A Friday, June 23 Daily Mail preview of the series didn't mention that Trenton - 81/2 games behind Hagerstown in the standings - had a promising new outfielder named Willie Mays.

History in the making

But Saturday's paper reported the impending end of the league's racial monopoly.

"Interstate League history will be made at the Stadium tonight when Trenton starts the first Negro player in league competition," a sports story said. "Willie Mays, signed by the New York Giants earlier this week and optioned to Trenton, will hold down one of the outfield positions for the Giants. The colored newcomer joined the Trenton club last night but did not see action."

Frank Colley's column "Colley See-Um of Sports" also noted the milestone.

"History was made last night as far as the color line is concerned when the Trenton Giants placed a colored player in uniform and he sat out the last two innings of the ball game on the bench," Colley wrote.

"Tonight Manager [Genovese] of the Giants will place Willie Mays ... in centerfield, moving Cunningham into left and benching Bob Easterbrook."

Colley's column also mention that this was not Mays' first time playing in Hagerstown.

"Mays has played in this city two years ago as a member of the Barons when they played an exhibition game at the Stadium with either the Atlanta team or the Elites of Baltimore," he wrote.

Conflicting details

It's important to note that some details - maybe important, maybe not - are in conflict about Mays' start in pro ball.

In "Say Hey," Mays wrote, "I didn't get a hit that first game or for the rest of the four-game series. I started my organized baseball career oh-for-Maryland, and in a segregated town, to boot."

Actually, the Braves and the Giants played a three-game series, according to ongoing newspaper coverage.

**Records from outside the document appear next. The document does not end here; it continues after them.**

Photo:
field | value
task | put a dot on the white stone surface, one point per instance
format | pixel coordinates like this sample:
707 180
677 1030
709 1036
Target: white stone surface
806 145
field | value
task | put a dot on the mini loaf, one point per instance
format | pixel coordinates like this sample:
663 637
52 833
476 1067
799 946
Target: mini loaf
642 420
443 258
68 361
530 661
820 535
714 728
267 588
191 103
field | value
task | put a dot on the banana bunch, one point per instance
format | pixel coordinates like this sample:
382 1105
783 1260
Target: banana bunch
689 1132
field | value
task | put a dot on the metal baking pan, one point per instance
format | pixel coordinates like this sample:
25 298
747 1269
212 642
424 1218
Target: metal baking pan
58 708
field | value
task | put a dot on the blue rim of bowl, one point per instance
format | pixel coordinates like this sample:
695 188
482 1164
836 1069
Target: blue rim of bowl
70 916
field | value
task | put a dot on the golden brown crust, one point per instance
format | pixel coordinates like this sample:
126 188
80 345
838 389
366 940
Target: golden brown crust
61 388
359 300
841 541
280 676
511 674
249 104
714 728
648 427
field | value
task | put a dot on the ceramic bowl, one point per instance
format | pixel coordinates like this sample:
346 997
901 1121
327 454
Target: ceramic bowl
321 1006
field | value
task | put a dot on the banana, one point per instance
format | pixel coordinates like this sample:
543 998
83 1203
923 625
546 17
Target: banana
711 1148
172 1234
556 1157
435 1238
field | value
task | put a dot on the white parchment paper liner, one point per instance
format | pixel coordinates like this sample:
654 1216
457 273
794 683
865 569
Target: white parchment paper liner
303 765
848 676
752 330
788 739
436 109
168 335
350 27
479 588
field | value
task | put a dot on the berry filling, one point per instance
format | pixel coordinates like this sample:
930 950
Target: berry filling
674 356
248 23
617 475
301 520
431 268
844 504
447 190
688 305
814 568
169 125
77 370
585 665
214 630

Also, Mays might not have done as poorly as he wrote.

The box score from his first game on Saturday, June 24, 1950 - supplied by the National Baseball Hall of Fame - shows that Mays was hitless in three at-bats. He batted sixth and played center field, where he made four putouts.

In his second game - on June 25 - the newspaper box score credits him with having two hits in four at-bats.

A story about the game confirms part of this: "The Giants knotted the count in their half of the seventh. Mays led off with a single to left."